In this case, the following are required: a. Minutes of its competent body on the appointment of the individual and b. the announcement of filing of this appointment with GEMI.
NOTE: In the event that the said decision is not taken within the said deadline, the legal entity is deemed to have resigned from its position as Board member.
- The Chairman of the Board can be appointed by the Articles of Association or the General Meeting.
- In the case of small and micro Societes Anonymes an Administrator is elected and the General Meeting can set out his/her powers.
3. The minutes of the Board of Directors' Meeting (with reference to the names of the Directors present and of the Directors absent, though invited), duly signed by the relevant officers as per the company's Articles of Association, or a copy digitally signed by GEMI, regarding the Board's constitution into a body and the powers and authorities conferred upon the persons designated to conduct the company’s financial transactions, along with the relevant Government Gazette, or the respective announcement of filing with the competent Registry.
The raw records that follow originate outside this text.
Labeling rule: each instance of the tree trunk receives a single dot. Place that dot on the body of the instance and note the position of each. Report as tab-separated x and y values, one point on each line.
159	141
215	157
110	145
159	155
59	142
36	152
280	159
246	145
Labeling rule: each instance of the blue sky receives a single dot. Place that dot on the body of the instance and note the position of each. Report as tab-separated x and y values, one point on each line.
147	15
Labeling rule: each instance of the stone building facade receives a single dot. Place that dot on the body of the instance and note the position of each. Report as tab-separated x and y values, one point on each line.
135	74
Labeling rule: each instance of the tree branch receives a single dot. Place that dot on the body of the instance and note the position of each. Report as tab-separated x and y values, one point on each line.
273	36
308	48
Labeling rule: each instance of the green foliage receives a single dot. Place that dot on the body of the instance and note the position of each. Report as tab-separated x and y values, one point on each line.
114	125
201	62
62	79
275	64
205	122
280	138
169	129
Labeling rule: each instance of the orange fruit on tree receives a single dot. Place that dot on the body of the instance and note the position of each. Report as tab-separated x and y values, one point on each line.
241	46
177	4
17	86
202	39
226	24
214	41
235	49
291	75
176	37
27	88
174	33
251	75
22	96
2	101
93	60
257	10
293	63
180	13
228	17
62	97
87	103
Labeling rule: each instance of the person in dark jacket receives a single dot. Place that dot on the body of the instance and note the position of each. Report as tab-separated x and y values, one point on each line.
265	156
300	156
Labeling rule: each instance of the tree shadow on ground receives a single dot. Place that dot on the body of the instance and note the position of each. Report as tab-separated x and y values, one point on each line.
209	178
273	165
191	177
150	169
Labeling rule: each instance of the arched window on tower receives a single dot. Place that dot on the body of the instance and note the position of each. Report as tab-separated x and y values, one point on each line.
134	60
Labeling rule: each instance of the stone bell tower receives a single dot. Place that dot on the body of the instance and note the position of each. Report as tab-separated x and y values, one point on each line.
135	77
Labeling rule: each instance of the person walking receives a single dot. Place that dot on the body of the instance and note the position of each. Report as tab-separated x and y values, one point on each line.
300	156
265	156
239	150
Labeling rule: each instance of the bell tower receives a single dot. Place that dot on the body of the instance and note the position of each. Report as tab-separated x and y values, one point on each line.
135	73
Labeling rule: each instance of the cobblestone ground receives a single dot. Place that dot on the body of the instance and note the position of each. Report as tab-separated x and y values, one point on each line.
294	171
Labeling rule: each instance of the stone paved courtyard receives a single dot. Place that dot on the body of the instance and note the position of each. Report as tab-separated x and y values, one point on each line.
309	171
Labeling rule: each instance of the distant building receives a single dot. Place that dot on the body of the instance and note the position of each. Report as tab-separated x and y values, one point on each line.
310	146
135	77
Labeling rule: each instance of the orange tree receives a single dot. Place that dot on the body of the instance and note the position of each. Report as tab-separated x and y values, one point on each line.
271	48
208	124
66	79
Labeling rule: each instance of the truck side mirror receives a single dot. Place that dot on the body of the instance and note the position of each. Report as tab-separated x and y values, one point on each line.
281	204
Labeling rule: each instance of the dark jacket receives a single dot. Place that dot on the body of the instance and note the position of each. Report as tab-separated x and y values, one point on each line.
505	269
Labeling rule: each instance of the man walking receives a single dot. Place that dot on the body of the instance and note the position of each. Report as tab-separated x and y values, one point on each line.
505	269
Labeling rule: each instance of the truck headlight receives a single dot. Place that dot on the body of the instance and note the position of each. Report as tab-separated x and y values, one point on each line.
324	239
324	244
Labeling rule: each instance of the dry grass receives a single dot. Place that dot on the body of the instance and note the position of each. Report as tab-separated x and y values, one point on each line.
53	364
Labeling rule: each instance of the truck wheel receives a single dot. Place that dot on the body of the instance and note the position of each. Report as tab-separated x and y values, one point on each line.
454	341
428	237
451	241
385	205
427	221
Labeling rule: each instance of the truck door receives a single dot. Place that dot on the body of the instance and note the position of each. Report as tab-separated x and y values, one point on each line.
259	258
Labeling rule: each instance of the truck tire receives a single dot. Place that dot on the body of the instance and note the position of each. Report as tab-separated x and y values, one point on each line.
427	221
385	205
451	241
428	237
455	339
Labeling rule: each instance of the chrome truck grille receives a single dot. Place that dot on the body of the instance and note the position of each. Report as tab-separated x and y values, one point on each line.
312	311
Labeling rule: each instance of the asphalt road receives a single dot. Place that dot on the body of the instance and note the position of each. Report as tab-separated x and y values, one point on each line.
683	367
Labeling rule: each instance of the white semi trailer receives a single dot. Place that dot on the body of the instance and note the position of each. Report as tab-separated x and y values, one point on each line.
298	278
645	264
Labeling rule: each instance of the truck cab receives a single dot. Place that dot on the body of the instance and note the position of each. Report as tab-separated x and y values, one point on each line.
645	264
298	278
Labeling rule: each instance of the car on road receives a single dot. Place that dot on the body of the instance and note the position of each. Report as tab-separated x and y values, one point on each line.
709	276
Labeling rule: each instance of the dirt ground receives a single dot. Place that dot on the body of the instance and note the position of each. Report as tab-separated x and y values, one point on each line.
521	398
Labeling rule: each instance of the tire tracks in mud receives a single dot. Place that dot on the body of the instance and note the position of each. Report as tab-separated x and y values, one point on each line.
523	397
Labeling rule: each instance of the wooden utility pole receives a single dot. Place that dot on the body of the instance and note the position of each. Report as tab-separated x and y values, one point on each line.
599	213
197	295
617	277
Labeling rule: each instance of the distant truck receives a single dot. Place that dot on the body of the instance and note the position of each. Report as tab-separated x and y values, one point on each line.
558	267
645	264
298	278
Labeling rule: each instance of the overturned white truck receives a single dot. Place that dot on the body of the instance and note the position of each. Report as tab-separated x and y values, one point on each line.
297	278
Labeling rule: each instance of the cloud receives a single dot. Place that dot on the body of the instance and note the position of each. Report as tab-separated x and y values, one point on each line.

- It is recommended that the Board representatives are granted, further to general authorities, the authority to enter into and undertake obligations on behalf of the company as per the relevant Board/General Meeting resolution (when the latter elects an Administrator), stating that the representatives are also authorized to carry out the following: "Open bank accounts; withdraw cash money instruments, dividend coupons and interest coupons; collect money transferred or otherwise due to the company; issue, accept, endorse and pay up bills of exchange, promissory notes and cheques; take delivery of shipping documents; enter into agreements with banks re opening documentary credits; issue letters of guarantee on behalf of the company or any third party, legal or natural person, and addressed to any legal or natural person; collect bills of lading with pledged advance payment; rent safe deposit boxes; enter into loan agreement and provide credit through open account with personal collateral for the increase of the existing credit line and/or secured by mortgages or promissory notes or any pledge whatsoever, and use such credit line (by issuing cheques, transferring funds or withdrawing money) and the safe deposit boxes rented by the company; provide collateral to secure in general claims against the company, on movable or immovable property, i.e. any pledge such as mortgage, prenotation or ship mortgage on the company's ships; supply guarantees on behalf and for the account of the company in favor of any third party, legal or natural person and addressed to any legal or natural person; recover pledged items and discharge letters of guarantee; lease and use safe deposit boxes and terminate such agreements; in general perform any management act. Note that the acts listed hereinabove are indicative and without limitation".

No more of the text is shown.